In genere la mia critica non finisce mai senza proporre una soluzione fattiva. Nonostante questa società mi abbia messo in ginocchio più volte, son tornata sempre in piedi in tutta la mia dignità. Non è mai riuscita a farmi mollare l'osso. Ho avuto dalla mia dei genitori che hanno creduto ciecamente e fieramente nel valore dell'istruzione (scuola, sport, musica): sono riusciti a crescere una donna piena di principi e di forza di volontà, ma oggi sento un gran peso. Il valore non dipende dalla forza: vince chi si adatta meglio, non il più forte. O così ha dimostrato la specie finora. 

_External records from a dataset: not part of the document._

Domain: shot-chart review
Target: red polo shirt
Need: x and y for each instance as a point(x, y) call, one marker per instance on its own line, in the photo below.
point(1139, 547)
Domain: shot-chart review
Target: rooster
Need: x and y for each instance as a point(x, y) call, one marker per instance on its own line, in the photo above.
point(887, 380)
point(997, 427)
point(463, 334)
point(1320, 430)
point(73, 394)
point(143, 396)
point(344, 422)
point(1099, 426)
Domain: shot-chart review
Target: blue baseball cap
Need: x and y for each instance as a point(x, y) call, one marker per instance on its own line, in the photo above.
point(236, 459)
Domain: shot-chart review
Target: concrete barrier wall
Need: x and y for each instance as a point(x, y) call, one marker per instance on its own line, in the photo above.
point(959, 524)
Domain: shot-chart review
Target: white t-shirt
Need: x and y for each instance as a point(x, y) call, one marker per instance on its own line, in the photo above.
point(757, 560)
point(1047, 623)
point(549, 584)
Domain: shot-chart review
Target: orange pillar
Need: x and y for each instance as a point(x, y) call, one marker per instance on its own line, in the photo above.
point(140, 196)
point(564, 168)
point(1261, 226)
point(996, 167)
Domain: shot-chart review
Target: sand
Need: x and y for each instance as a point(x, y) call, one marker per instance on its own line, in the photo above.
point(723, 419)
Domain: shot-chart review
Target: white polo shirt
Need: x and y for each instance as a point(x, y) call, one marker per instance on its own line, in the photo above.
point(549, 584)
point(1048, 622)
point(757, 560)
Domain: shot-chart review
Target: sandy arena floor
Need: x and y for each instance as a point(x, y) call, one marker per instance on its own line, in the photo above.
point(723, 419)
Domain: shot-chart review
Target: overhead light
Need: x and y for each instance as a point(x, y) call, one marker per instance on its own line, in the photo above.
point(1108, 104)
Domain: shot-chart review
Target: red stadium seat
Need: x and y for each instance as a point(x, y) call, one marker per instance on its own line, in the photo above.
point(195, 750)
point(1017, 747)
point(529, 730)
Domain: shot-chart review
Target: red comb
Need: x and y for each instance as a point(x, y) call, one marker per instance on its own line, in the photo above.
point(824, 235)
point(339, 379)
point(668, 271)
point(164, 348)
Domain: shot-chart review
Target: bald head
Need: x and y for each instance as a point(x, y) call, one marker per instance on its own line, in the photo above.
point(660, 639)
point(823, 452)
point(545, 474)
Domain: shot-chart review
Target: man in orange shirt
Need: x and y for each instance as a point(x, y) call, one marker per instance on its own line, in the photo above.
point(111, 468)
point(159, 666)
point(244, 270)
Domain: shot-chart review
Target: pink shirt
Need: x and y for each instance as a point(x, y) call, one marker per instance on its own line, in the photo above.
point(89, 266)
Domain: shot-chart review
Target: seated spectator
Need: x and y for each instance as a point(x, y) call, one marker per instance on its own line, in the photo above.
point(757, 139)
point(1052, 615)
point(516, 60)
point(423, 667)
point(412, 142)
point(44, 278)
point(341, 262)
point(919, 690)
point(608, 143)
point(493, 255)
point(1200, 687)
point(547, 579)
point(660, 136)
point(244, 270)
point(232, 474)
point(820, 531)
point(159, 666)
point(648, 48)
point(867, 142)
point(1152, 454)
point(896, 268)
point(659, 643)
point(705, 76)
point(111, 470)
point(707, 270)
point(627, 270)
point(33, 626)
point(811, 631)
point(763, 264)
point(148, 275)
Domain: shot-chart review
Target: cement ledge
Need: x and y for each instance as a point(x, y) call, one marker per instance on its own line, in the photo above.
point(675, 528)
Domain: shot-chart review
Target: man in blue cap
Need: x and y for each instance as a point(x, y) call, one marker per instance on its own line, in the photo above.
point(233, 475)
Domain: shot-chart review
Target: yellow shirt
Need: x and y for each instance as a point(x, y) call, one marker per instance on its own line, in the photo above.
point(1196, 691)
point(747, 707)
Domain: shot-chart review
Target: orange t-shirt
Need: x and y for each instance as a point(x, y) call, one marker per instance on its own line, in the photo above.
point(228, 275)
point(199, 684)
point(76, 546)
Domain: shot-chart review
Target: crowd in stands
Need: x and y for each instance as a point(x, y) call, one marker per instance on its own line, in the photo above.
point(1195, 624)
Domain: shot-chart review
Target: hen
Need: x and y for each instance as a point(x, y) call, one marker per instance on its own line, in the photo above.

Insegno ad un mio piccolo allievo, prima ancora di una materia specifica, il valore della conoscenza, l'importanza della Sofia. E mi ostino a credere che tutto il valore dell'uomo, insieme alla capacità d'Amare, stia lì. Ma la difesa di questo valore è sempre continuamente attaccato da quello che la società "insegna" a questi piccoli: il qualunquismo, l'approssimazione, la superficialità, il bigottismo, la delega di responsabilità. Ricordo un episodio durante il master: compilavano una griglia di rilevazione di certe competenze e una mia collega voleva mettere come valore più basso la dicitura NON ESISTENTE. Io le feci notare che secondo me una competenza non poteva essere non esistente, ma piuttosto NON RILEVATA perchè magari quel candidato al momento non lasciava trasparire quella capacità, forse anche in vista di una nostra incapacità di rilevarla. La spuntai con molta difficoltà. Ma credo che la lotta sia sempre la stessa: lasciare all'altro la possibilità di mettersi in gioco, di provare. Ma dall'altra parte se non c'è questa disponibilità alla fiducia intellettuale, umana, dove finiamo? Se non giochiamo con regole di competenza e di reale preparazione, dove approdiamo? Dove finiremo a furia di etichettare tutto con la nostra approssimazione e arroganza di sapere?
Il mercato del lavoro, per dirla con le parole di un tale, ammazza uomini morti. Ma Socrate, padre del Dialogo, difendendo la sua vita di fronte all'accusa di corruttore di giovani e ateo, si pronunciò così: "Io vado a morire e voi a vivere. Chi di noi due abbia un destino migliore, solo gli dei lo sanno." Scelse la coerenza a costo della vita.
Perciò, nonostante tutto, Signori, io continuo a dire: Ad maiora!